I have a modest collection of hepaticas and have no intention of adding to it any time soon from Ebay. It seems prices have gone through the roof. Three years ago I bought Hepatica japonica ‘Haato no Kingu’ from the very same lady who yesterday sold the very same plant for three times the sum on the auction site. The one I had my eye on, though for interest not buying, was ‘Yoichichioya’ but it went for three times the sum I would have paid. Nice work if you can get it and I can testify to the quality of Renata’s plants. There are other sellers …
Purely because I care for my reader may I recommend an alternative from Edrom Nurseries, a splendid Scottish specialist. ‘Akane’ is very similar and a third of the price. Indeed Edrom is offering a discount on multiple purchases.
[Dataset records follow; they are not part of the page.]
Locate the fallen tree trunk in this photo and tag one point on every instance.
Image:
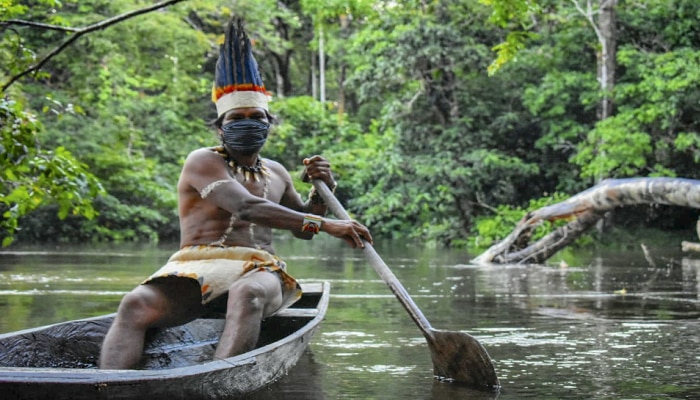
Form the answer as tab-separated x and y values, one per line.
587	208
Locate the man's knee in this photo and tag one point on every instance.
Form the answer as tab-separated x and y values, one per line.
138	308
254	296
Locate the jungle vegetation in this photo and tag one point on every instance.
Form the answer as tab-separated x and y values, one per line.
443	119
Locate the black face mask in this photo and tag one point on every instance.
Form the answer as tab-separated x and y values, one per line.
245	135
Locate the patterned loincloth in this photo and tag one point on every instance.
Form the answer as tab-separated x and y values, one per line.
216	268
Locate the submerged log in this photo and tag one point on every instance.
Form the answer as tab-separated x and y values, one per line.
586	208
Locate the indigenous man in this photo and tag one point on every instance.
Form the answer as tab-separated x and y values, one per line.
229	199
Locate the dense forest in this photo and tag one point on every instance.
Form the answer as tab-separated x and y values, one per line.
443	119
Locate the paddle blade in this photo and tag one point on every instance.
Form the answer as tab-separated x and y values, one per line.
459	357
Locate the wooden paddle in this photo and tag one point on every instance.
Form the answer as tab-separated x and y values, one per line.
457	356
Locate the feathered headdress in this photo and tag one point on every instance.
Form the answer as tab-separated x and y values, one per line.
237	82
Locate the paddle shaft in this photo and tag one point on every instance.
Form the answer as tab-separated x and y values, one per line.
377	263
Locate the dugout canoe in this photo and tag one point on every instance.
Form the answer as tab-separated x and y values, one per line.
60	361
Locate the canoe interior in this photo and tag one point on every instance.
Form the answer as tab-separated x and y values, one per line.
76	344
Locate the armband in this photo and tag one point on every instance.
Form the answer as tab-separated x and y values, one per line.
210	188
316	198
312	223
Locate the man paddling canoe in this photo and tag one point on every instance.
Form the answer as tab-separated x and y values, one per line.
229	200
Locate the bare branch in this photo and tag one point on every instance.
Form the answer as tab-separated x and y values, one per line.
50	27
78	32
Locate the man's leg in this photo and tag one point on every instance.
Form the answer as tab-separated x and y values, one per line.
172	302
249	299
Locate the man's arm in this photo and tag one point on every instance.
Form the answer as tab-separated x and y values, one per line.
206	172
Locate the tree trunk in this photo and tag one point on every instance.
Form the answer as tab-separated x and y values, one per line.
587	208
607	59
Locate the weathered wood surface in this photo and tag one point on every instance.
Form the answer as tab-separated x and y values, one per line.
59	361
586	208
457	356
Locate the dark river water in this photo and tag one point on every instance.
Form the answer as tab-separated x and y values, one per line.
595	325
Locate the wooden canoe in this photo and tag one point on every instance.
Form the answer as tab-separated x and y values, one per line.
60	361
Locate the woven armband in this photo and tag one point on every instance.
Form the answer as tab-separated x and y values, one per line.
312	223
210	187
315	197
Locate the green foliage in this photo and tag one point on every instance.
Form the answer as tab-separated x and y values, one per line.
425	143
32	177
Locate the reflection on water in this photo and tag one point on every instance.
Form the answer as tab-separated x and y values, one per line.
610	326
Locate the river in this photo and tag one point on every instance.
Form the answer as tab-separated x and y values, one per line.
596	325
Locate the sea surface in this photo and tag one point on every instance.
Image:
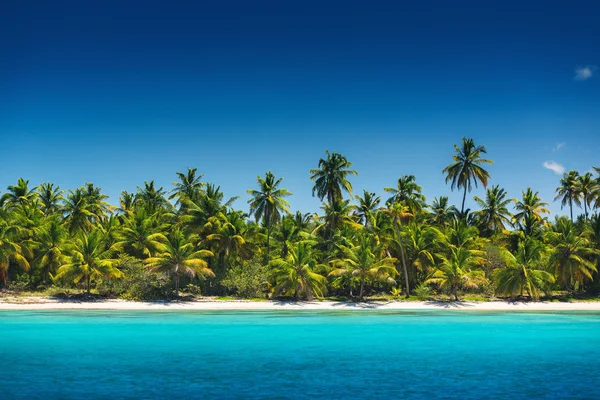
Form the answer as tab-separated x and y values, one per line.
366	354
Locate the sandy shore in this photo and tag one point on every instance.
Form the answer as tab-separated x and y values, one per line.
41	303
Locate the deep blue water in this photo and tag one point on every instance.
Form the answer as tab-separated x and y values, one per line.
298	355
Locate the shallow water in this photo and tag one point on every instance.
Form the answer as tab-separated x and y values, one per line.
299	355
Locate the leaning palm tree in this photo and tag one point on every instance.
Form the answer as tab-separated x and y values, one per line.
365	260
331	178
573	258
466	170
268	202
367	207
11	250
298	273
458	272
524	271
180	256
568	191
587	187
88	259
494	214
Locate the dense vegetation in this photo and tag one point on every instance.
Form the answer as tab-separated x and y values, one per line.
156	242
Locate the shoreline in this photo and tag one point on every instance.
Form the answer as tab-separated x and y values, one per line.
44	303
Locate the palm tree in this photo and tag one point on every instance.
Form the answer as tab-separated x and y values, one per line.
466	170
442	211
141	235
568	192
19	194
11	250
399	212
189	186
531	207
457	272
268	203
572	257
586	189
88	260
331	178
367	207
297	273
50	197
524	271
408	193
180	256
364	260
494	213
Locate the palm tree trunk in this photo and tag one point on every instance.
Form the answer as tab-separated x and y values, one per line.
404	268
362	288
462	208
Sadly, very sadly, I’m not on commission.
Then there’s your free gift. It dropped through our letterbox today. The sumptuous David Austin ‘Handbook of Roses’ 2021. Tempting, enticing, seductive. And free. I’m just about to dive in. Their roses are magnificent, as readers will discover from this summer’s posts. I have a number.
The weather was perishing cold today yet I can take any low temperature provided the sun is out which it was as we set off for a walk in nearby Nostell Priory. Arriving there and drinking my usual caffe latte outside we had dark clouds and rain. The intended long walk was shorter than intended. Driving back the sun came out. Hellebore niger ‘Verboom Beauty’ graces our porch. It was bred specifically to flower at Christmas and indoors. The cool porch is perfect. So is a plant one may enjoy whatever the weather.
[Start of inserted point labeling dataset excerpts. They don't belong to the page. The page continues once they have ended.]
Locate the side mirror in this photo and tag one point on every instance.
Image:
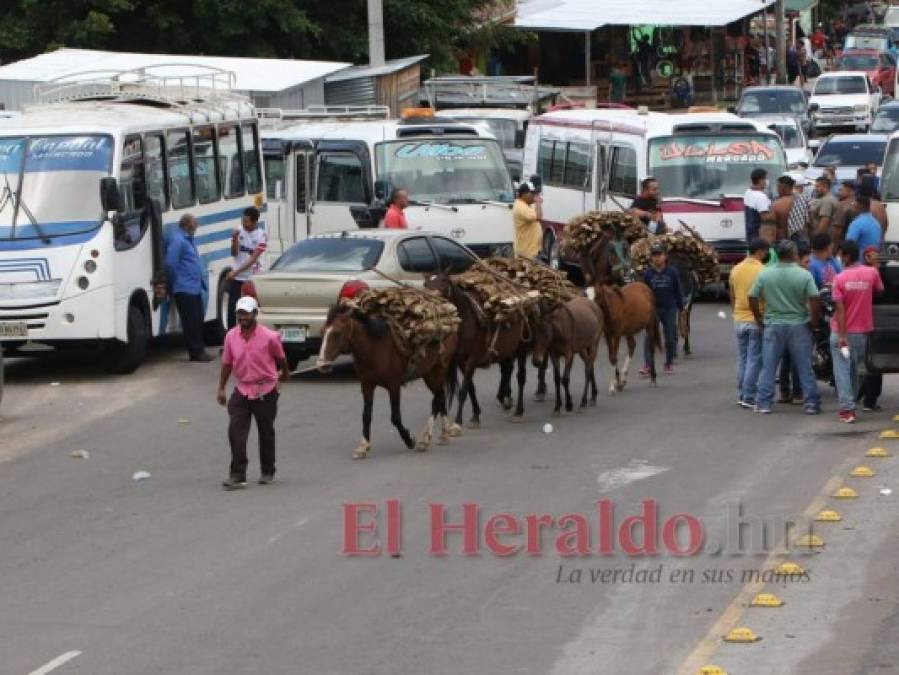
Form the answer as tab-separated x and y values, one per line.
110	198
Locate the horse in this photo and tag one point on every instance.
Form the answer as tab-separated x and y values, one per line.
575	327
381	362
628	311
479	345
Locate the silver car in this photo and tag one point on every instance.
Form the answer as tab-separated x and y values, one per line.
313	274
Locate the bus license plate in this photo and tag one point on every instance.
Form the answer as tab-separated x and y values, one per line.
13	329
293	334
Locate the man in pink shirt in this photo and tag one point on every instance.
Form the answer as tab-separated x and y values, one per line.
853	294
395	218
254	354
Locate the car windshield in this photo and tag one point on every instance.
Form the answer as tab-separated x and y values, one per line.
887	120
445	171
331	254
826	86
709	167
769	102
850	153
857	62
49	185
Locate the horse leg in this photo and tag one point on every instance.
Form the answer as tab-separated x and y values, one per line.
396	416
368	401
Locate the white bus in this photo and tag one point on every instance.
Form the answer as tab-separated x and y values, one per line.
596	159
327	176
91	180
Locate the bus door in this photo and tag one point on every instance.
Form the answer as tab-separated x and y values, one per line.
343	187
One of the most difficult acts in gardening is to discard a beautiful plant and yet there are times when it is time to say goodbye. You might fancy a change, it may simply be in the wrong place, or it has outgrown you. I have had to make some tough decisions this year. Too often in the past I’ve let sentiment get in the way of practicality. Take the early flowering climbing rose, Rosa banksiae ‘Lutea’, that graced our south facing patio wall. Note, dear reader, the past tense. ‘Lutea’, photographed here on 21st April, is a stunner. I bought it a few years ago in imitation of Renishaw Hall in Derbyshire. There the yellow laden, thornless tentacles leap up to the tall towers, a truly magnificent sight so early in the year, or anytime come to think. Frankly on our modest wall the plant was too much of a good thing. When not bathed in eye-catching, fresh, tightly bunched, clusters of flowers I was forever pruning it. Windows, guttering and roof were fair game. It had to go to be replaced by a modest clematis. I’ll miss it in spring. If you have a stately home do give it a try.
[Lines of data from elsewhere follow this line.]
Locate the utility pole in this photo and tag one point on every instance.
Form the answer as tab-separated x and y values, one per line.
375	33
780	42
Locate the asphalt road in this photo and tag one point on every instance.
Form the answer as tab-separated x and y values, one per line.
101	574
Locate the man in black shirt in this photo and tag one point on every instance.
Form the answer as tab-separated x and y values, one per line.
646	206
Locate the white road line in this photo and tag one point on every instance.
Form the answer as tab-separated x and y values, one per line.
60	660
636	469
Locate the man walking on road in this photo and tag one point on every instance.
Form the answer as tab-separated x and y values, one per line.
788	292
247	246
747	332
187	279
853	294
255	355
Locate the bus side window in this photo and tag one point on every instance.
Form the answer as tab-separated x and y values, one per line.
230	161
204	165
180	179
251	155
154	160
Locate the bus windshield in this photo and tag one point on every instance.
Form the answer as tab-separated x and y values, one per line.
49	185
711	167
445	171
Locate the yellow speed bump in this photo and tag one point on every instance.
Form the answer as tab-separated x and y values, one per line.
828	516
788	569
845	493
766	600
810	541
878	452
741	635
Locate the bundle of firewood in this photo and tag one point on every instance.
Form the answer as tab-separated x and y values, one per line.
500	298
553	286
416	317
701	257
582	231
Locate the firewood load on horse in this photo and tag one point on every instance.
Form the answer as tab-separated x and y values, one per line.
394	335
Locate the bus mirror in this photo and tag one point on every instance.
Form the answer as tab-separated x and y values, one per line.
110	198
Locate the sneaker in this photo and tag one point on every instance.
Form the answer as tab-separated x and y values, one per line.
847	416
Renishaw Hall – ‘Lutea’ climbs to top of centre tower!
Redesigning the garden has meant sacrificing some roses. However ‘Birthday Girl’ is not one. It has been a magnificent rose, repeat flowering in profusion, fresh and bright. I have read that it makes a good hedging plant: true enough I’m sure but for me it is a feature not a boundary. Standing at a modest 3ft it needs no support and seems disease free. It was bred by that prolific French nursery Meilland and released in 1992. A good, commercial name too for that garden centre birthday gift. I photographed it on 20th May when it first bloomed and it continued to autumn. Meilland has been around since 1850 and bred some mammoth successes – ‘Peace’ (‘Madame A Meilland’), ‘Papa Meilland’.